Belki de bir ülke başka bir ülkenin ancak dostu görünebilir. Bu da o ülkenin dış politikasını belirler. Ama bir ülke, “Üniter devlet” niteliği taşıyorsa, bu niteliği taşıyan her devletle görüntüde değil tüm boyutlarıyla dost olması gerekir. Üniter devlet olma ilkelerine bağlı olan ülkelerin dostluğu, “Evrensel ahlak ilkeleri”ne bağlılığa dayalı dostluk olabilir.
Ancak, ülkeleri yönetenler insanlardır. Yöneticilerin insan haklarını savunmaları dostluğu sağlamaz. Evrensel ahlak ilkelerini yaşam tarzı haline getirmeyen yöneticiler, sosyal ilişkilerde “Takiye”yi yaşadıkları sürece, uluslararası ilişkilerde de “Takiyeli karakter”lerini yansıtacaklardır. Bazı yöneticiler, kendi ülkeleri adına, “Bizim özel durumumuz vardır” yada “Her evrensel ilke bizim bünyemize uymaz” veya “Biz henüz hazır değiliz” gibi evrenselliği dışlayan varsayımlarla etik problem çıkaracak ortamı baştan hazırlamaktadırlar. Bu durum uluslararası güveni ve istikrarı bozan en temel çelişkidir. Uluslar, aralarındaki antlaşmaları sürekli kılmak için hangi ilkelerin evrensel, hangi ilkelerin ulusal olduğunu, ülkesi ve milletiyle çağdaş düzeyde kavramadıkca, ne ülkenin bölünmesini engelleyebilirler ne de birlik oluşturabilirler.
Avrupa Birliği’nin ülkemizin gündeminden düşmeyen misyonu, toplumumuzun alt yapısına bir “Dizayn” getirme açısından kaçırılmaması gereken tarihi bir fırsattır. Ancak toplumumuzun her kesiminden “Bizi almazlar” gibi olumsuzluk kültürünün yaygınlaştırıldığı bir ortamda, bu fırsatı yakalamak yerine, kaçırmak gerçekleşecek gibi görünüyor.
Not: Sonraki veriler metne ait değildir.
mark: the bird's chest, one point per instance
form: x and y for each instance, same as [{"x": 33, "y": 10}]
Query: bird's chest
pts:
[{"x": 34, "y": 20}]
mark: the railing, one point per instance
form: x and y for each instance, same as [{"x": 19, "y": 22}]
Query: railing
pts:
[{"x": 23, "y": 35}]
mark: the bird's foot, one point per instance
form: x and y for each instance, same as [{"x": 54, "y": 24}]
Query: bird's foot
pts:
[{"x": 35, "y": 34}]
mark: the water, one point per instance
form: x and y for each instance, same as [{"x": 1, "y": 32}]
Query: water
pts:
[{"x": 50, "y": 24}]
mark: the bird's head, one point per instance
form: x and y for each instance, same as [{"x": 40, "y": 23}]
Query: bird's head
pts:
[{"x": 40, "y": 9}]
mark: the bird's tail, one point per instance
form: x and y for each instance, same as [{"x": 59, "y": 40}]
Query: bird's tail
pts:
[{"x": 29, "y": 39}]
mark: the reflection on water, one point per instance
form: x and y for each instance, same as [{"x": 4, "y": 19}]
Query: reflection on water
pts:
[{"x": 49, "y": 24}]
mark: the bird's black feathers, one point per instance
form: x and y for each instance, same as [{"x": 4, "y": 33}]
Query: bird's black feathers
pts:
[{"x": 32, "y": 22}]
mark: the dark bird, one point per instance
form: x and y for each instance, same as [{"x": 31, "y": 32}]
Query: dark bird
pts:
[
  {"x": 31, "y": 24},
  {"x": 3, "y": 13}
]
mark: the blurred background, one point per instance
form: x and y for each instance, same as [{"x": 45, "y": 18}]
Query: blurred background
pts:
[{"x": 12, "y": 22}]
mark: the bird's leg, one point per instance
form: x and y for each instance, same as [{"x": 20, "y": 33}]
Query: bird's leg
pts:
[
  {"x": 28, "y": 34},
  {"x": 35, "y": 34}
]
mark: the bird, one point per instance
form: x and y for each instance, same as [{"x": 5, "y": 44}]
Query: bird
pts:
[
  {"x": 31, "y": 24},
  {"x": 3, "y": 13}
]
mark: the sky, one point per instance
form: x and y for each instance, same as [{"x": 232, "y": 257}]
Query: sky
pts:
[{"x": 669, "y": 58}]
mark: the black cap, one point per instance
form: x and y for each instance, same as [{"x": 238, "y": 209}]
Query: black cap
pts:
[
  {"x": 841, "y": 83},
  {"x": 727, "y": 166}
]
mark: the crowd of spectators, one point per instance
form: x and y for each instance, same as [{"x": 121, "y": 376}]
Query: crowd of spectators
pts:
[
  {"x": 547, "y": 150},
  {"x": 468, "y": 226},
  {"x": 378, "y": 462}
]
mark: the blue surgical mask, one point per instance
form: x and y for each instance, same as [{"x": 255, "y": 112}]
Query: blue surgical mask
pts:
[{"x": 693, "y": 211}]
Ülkeyi yönetenler, üniter devlet için en büyük tehlikenin “irtica” ve “bölücülük” olduğunu söylerler. Doğrudur. Bunlar, her üniter devlet için tehlikedir. Ama bunları besleyen ve yeşerten, reaksiyoner davranışlarla insanların bilinç altını dolduran, Avrupa Birliği’ni de ürküten “Düşüncede bölücülük ve irtica”yı, artık yaşamama ve yaşatmama sürecine girmeliyiz.